Nepal agita redes bolsonaristas e acende alerta sobre risco de agitação social

Manifestação bolsonarista na Avenida Paulista / Crédito: Paulo Pinto

Se no domingo da Independência a bandeira dos EUA foi o símbolo da polêmica bolsonarista, nesta terça-feira (9/9) a bandeira singular do Nepal apareceu nas redes e grupos de extrema-direita como símbolo de uma esperança desesperada. Uma e outra apontam para um cenário de caos, ausente do cálculo dos principais caciques em Brasília, mas alimentado por atores políticos relevantes.

As ameaças quase explícitas do governo dos EUA de usar força militar contra o Brasil e a rebelião violenta contra o governo nepalês serviram de referências para projetar uma alternativa à pacificação costurada por líderes do Centrão, em meio aos primeiros votos pela condenação de Jair Bolsonaro e de ex-líderes militares.

A articulação institucional da semana anterior, que visava a desfazer as penas, via anistia ou indulto, sem reabilitação eleitoral imediata, se inscreve na tradição brasileira de passar a borracha em erros para seguir tudo mais ou menos do mesmo jeito. E tem antecedentes óbvios nas anistias a quarteladas do século XX e no desmonte da Lava Jato. Além disso, o envolvimento de Tarcísio de Freitas nas conversas deixou explícita a tentativa de construir a partir do acordo uma nova “ponte para o futuro”.

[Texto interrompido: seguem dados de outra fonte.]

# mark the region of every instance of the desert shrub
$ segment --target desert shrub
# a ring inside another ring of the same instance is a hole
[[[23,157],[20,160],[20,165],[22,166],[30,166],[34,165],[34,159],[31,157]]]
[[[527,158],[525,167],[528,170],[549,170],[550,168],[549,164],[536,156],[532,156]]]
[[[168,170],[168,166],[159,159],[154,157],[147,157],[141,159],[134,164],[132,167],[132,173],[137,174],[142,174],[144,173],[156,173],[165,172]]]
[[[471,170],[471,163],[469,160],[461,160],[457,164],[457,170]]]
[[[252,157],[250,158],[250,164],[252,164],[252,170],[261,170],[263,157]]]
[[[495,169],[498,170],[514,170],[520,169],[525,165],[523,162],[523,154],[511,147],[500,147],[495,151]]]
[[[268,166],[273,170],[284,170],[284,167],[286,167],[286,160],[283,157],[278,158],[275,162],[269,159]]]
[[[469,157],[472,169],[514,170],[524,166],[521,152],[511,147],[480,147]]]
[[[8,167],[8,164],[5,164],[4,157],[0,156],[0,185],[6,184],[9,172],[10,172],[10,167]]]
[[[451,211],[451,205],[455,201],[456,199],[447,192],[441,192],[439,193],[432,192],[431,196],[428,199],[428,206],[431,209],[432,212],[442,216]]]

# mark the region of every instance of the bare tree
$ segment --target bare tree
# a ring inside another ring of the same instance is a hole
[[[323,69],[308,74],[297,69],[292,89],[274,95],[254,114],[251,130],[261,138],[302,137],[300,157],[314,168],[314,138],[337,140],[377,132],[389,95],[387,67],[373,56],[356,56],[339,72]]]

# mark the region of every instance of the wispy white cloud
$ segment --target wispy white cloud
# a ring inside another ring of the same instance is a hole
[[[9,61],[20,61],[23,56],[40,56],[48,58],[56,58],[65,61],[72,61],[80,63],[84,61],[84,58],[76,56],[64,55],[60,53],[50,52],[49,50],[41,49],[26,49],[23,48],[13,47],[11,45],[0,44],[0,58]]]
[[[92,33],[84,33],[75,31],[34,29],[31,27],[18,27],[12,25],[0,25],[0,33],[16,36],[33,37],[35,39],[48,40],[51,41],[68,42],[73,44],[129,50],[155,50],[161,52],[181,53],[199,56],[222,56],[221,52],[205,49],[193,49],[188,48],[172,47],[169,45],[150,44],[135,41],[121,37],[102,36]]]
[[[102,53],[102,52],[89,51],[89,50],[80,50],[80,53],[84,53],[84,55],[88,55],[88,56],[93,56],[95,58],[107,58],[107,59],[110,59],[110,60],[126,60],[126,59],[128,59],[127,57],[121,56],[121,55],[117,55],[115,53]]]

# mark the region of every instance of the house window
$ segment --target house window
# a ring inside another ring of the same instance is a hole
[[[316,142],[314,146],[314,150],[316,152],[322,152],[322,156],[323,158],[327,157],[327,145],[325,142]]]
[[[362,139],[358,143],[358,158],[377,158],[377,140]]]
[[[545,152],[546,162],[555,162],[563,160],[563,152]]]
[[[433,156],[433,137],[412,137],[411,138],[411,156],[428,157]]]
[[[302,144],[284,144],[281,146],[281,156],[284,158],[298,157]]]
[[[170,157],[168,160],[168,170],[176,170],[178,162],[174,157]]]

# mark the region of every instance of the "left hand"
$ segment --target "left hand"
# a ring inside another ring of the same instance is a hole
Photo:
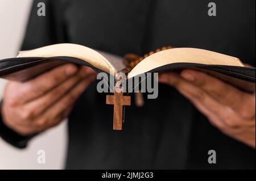
[[[180,74],[163,73],[158,79],[176,88],[223,133],[255,149],[255,92],[244,92],[191,69]]]

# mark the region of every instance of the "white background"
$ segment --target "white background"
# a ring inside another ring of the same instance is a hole
[[[0,60],[16,56],[31,6],[31,0],[0,0]],[[0,79],[1,98],[6,83]],[[16,149],[0,138],[0,169],[63,169],[67,140],[67,121],[33,138],[24,149]],[[39,150],[46,151],[45,164],[38,163]]]

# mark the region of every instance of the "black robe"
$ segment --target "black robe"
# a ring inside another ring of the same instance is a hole
[[[72,43],[123,56],[165,45],[203,48],[255,65],[255,0],[42,1],[33,5],[22,49]],[[159,85],[159,97],[126,108],[122,131],[112,130],[113,106],[93,83],[69,116],[66,168],[255,169],[255,150],[210,124],[175,89]],[[0,134],[18,148],[21,137],[0,121]],[[217,163],[208,162],[208,150]]]

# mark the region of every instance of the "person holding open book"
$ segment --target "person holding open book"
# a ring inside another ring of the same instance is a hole
[[[123,56],[173,45],[255,66],[255,1],[216,1],[216,17],[204,1],[40,1],[47,13],[36,15],[35,1],[22,50],[72,43]],[[193,69],[160,72],[159,97],[144,97],[141,107],[132,102],[125,128],[117,132],[109,129],[112,110],[96,90],[96,75],[68,64],[10,81],[0,136],[23,148],[68,117],[67,169],[255,169],[255,90]],[[216,164],[208,162],[210,150]]]

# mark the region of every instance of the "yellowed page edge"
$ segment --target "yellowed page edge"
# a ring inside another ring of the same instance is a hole
[[[196,63],[244,66],[237,58],[193,48],[176,48],[154,53],[143,60],[129,73],[127,78],[172,63]]]

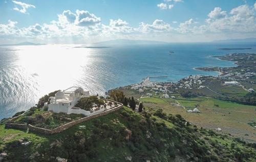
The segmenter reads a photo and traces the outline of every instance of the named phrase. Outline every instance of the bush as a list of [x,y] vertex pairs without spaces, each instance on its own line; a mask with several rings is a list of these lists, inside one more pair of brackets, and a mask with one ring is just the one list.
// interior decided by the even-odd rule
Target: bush
[[12,118],[14,118],[14,117],[17,117],[17,116],[18,116],[19,115],[21,115],[22,114],[23,114],[25,112],[25,111],[20,111],[20,112],[18,112],[16,113],[15,113],[13,116],[12,116]]
[[44,106],[44,111],[48,111],[48,106]]

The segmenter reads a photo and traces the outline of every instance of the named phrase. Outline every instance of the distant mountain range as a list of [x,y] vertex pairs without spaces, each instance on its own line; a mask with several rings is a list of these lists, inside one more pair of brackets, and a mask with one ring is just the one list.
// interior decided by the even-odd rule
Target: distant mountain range
[[215,43],[248,43],[256,42],[255,38],[248,38],[245,39],[233,39],[214,40],[212,41]]
[[164,44],[168,42],[159,41],[131,40],[131,39],[115,39],[102,41],[94,43],[95,44],[104,45],[133,45],[133,44]]
[[45,45],[45,44],[34,43],[28,41],[17,43],[17,44],[0,44],[1,46],[10,46],[10,45]]

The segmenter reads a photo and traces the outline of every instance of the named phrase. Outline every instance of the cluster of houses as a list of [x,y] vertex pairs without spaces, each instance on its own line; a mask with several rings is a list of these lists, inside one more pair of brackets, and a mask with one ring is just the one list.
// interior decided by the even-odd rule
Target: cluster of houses
[[[201,75],[193,75],[185,78],[179,82],[179,88],[192,89],[193,87],[202,88],[202,84],[205,81],[202,79],[203,76]],[[178,88],[177,88],[178,89]]]
[[220,78],[222,79],[232,79],[232,80],[245,80],[246,79],[249,79],[255,76],[256,74],[253,72],[250,72],[249,69],[247,69],[246,71],[244,70],[241,70],[241,73],[235,72],[234,73],[228,73],[224,74],[223,75],[219,76]]

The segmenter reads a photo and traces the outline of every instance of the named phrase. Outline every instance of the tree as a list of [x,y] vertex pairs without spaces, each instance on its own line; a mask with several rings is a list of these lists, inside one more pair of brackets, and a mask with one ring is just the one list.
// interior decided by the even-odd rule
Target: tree
[[104,101],[102,99],[98,99],[96,96],[91,96],[89,97],[81,98],[75,106],[79,107],[87,111],[90,111],[90,109],[93,107],[93,104],[96,104],[99,107],[101,105],[104,104]]
[[112,104],[113,104],[112,102],[110,101],[109,102],[109,104],[110,105],[110,108],[112,108],[111,107],[112,106]]
[[130,107],[133,110],[134,110],[135,108],[136,108],[136,103],[135,102],[133,97],[132,97],[132,99],[131,100],[129,105]]
[[142,102],[140,103],[140,104],[139,105],[139,112],[142,112],[142,110],[143,109],[143,105]]
[[123,101],[123,105],[125,106],[127,106],[127,105],[128,105],[128,100],[126,97],[124,98],[124,100]]
[[104,105],[104,101],[102,99],[98,99],[97,100],[95,104],[97,105],[98,107],[100,107],[100,106]]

Acontece que seria um futuro sem Jair Bolsonaro na liderança. E sem saciar a sede de desforra de uma militância que se sente perseguida e humilhada pelo “sistema”. Na outra margem da ponte ficariam também para trás os planos presidenciais de outros Bolsonaros e de novas lideranças que vicejaram na polarização e na mobilização permanente das tensões culturais e políticas.
Tarcísio, subitamente agressivo com o STF no domingo tentou, mas não convenceu os que não querem meias medidas.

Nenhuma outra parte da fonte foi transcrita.